It does not seem that fear of gods would move people in town to do anything there. I read it more as expression of Telemachus anger and helplessness. He can do nothing except threaten gods, people in town know it and don't care. The gods don't come to help either. Only Athena helps them, but it is because Odysseus is her favorite and she is helping him whether he is right or wrong. Poseidon would not help Odysseus, because he blinded his son. Poseidon would not care one bit about what happen in the household and prefers Odysseus dead. Athena don't care about Poseidon son in particular.

It did not seem to me that gods would be source of justice. They are source of power and have own politics that is independent of right and wrong. They just are and are strong and characters invoking them don't necessary mean anything for gods actions. (It was also my impression that characters like to blame gods for their own bad decisions when they are about to talk about their own mistakes.)




You are welcome. I love thinking and discussing mythology and religion.

> It did not seem to me that gods would be source of justice. They are source of power and have own politics that is independent of right and wrong.

In general, I agree with this statement. I think one needs to stretch to find justice in the Odyssey, and even more so in the Iliad. That being said, I do believe there are some early inklings of justice and morality which evolved and grew with Greek civilization, and by the later classical period, Zeus was increasingly associated with Justice.

Also, Hesiod, who wrote at about the same time as Homer, certainly associated justice with Zeus. Here is a quote from Works and Days:

> You too, my lords, attend to this justice-doing of hours. For close at hand among men there are immortals taking note of all those who afflict each other with crooked judgements, heedless of the gods' punishment. Thrice countless are they on the rich-pastured earth, Zeus' immortal watchers of mortal men, who watch over judgements and wickedness, clothed in darkness, traveling about the land on every road. And there is the maiden Right, daughter of Zeus, esteemed and respected by the gods in Olympus; and whenever someone does her down with crooked abuse, at once she sits by Zeus her father, Kronos' son, and reports the men's unrighteous mind, so that the people may pay for the crimes of their lords who balefully divert justice from its course by pronouncing it crooked.

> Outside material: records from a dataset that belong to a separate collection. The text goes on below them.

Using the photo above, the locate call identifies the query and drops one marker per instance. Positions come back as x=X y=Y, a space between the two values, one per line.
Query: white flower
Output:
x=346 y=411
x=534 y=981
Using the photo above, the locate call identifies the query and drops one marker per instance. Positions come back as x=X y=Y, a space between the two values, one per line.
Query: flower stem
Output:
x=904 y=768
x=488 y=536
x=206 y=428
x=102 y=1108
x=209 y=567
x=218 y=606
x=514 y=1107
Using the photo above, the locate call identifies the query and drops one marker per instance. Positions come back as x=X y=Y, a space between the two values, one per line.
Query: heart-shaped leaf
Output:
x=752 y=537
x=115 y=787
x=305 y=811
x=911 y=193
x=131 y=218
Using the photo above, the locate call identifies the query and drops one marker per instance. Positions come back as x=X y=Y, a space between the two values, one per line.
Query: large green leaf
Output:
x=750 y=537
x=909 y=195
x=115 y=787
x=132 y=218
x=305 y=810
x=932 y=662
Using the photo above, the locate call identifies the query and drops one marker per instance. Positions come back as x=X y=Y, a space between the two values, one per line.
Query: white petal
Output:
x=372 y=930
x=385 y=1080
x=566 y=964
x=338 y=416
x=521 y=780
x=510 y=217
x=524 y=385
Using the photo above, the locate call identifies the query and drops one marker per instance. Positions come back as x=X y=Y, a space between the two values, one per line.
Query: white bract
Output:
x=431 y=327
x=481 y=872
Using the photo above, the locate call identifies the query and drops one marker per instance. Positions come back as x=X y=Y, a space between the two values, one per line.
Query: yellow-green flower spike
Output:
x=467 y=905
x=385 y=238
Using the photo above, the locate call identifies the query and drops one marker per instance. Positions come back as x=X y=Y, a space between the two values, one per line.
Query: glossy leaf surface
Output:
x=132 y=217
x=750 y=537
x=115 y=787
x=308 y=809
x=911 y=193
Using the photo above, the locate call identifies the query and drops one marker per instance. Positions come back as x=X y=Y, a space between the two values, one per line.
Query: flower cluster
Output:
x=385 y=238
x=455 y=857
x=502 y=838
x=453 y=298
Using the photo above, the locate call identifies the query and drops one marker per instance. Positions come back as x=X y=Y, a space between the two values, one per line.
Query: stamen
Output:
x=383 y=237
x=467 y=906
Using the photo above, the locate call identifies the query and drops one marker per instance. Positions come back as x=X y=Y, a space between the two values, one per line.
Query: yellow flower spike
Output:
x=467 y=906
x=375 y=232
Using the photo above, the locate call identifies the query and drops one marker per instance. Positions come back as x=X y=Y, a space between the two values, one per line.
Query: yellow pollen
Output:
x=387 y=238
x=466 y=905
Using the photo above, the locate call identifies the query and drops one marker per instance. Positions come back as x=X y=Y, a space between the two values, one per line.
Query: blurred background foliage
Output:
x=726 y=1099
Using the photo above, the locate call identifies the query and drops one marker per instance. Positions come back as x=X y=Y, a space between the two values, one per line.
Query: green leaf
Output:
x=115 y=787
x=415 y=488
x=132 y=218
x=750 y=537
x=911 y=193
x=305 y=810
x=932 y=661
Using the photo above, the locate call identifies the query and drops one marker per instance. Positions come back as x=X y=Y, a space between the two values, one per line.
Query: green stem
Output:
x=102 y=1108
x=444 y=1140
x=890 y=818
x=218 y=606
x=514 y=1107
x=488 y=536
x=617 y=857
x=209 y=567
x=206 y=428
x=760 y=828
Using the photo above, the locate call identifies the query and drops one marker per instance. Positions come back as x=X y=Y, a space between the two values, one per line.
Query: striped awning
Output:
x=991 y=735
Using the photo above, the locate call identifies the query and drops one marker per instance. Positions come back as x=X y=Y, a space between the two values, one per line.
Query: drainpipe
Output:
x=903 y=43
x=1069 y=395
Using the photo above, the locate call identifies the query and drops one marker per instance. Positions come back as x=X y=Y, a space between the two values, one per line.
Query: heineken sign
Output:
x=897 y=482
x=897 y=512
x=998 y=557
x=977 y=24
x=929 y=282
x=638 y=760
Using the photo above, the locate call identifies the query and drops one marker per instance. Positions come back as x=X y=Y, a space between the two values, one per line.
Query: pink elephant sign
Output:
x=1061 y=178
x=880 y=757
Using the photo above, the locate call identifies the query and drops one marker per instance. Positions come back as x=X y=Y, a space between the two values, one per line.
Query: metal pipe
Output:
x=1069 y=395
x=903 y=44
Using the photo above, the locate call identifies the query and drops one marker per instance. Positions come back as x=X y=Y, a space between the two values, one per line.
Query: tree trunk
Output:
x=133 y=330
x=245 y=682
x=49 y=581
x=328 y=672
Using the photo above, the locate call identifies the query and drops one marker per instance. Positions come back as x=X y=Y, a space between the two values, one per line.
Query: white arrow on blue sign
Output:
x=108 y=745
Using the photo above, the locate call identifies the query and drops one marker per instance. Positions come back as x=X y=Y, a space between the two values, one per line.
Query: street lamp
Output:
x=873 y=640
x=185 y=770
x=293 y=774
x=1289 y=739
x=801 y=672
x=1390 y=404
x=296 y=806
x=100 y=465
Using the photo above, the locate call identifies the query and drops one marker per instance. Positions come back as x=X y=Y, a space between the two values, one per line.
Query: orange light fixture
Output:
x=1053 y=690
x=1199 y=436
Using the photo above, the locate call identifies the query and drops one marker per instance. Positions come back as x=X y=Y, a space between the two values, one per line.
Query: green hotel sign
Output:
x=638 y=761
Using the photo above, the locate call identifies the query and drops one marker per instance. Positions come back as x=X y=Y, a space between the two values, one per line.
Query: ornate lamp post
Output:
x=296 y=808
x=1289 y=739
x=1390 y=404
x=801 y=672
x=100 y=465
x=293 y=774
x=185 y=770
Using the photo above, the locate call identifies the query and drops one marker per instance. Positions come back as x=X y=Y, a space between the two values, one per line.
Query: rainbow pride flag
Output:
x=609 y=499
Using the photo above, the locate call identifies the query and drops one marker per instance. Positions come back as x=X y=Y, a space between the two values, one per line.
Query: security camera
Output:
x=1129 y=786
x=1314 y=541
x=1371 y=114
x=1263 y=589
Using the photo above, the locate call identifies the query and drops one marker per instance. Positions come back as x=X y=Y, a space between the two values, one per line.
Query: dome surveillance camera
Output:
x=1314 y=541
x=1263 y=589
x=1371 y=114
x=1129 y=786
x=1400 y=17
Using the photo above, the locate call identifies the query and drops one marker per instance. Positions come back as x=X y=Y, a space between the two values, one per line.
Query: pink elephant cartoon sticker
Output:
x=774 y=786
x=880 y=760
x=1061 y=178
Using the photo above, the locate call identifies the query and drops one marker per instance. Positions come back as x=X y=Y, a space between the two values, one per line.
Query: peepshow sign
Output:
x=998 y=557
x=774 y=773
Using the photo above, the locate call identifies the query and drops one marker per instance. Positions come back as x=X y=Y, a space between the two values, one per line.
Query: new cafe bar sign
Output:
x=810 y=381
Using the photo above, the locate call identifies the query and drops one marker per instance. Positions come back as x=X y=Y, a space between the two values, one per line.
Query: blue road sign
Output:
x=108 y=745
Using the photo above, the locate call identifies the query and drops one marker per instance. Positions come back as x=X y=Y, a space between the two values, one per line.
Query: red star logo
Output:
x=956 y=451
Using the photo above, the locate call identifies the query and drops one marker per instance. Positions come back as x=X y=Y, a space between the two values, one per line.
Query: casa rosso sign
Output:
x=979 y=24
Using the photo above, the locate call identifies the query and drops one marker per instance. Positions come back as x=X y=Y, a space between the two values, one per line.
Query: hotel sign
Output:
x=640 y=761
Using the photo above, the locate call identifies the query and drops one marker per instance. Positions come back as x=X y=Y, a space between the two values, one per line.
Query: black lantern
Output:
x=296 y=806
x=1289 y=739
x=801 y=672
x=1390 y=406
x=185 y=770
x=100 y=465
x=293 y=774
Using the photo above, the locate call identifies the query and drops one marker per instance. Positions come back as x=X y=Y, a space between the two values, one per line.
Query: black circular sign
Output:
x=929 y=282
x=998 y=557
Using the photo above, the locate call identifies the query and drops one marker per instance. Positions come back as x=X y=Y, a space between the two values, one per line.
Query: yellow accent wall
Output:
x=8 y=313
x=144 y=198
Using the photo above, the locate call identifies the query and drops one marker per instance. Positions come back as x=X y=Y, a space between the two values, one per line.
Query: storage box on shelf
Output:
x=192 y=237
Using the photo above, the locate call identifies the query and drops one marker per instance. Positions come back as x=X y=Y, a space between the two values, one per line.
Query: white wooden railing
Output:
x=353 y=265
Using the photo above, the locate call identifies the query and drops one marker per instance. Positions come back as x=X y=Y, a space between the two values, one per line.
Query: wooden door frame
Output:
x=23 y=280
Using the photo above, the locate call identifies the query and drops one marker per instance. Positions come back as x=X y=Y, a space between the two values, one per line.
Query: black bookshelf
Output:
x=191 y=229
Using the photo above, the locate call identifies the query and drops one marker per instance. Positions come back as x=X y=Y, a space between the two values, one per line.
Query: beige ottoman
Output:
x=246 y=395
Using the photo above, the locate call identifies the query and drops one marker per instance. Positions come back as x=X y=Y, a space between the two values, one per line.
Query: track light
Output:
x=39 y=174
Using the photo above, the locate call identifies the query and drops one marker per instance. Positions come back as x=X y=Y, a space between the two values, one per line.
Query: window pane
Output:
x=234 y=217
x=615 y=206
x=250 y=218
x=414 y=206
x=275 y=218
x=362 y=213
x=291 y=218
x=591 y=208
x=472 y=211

Homer mentions a somewhat similar (although different) idea in book 19 of the Iliad:

  "Zeus be my witness first, the highest, best of gods!
  Then Earth, the Sun, and Furies stalking the world below
  to wreak revenge on the dead who broke their oaths---
  I swear I never laid a hand on the girl Briseis
Hesiod wasn't as influential as Homer, but he was still quite influential on Greek culture. There is a story that Hesiod and Homer had a poetry competition, and Hesiod won. Anyway, this idea of justice appears to have been present in both authors to a very limited degree.

The 1951 article, "The Gods of Homer," by G. M. A Grub, has an interesting discussion of morality in Homer and how it evolved. You can read the article for free, if you have a JSTOR account, here:

https://www.jstor.org/stable/1086075

Grube's main premise is that the gods of Homer came from an earlier conception of the gods as "forces of nature." After Homer, or the poets before Homer, personified the gods, it was inevitable that they would become moralized over time. Grube believes that Homer is near the start of this process. This would explain why some of the stories in the Iliad and Odyssey represent the gods as being essentially unethical; these stores were from before the gods were expected to be moral.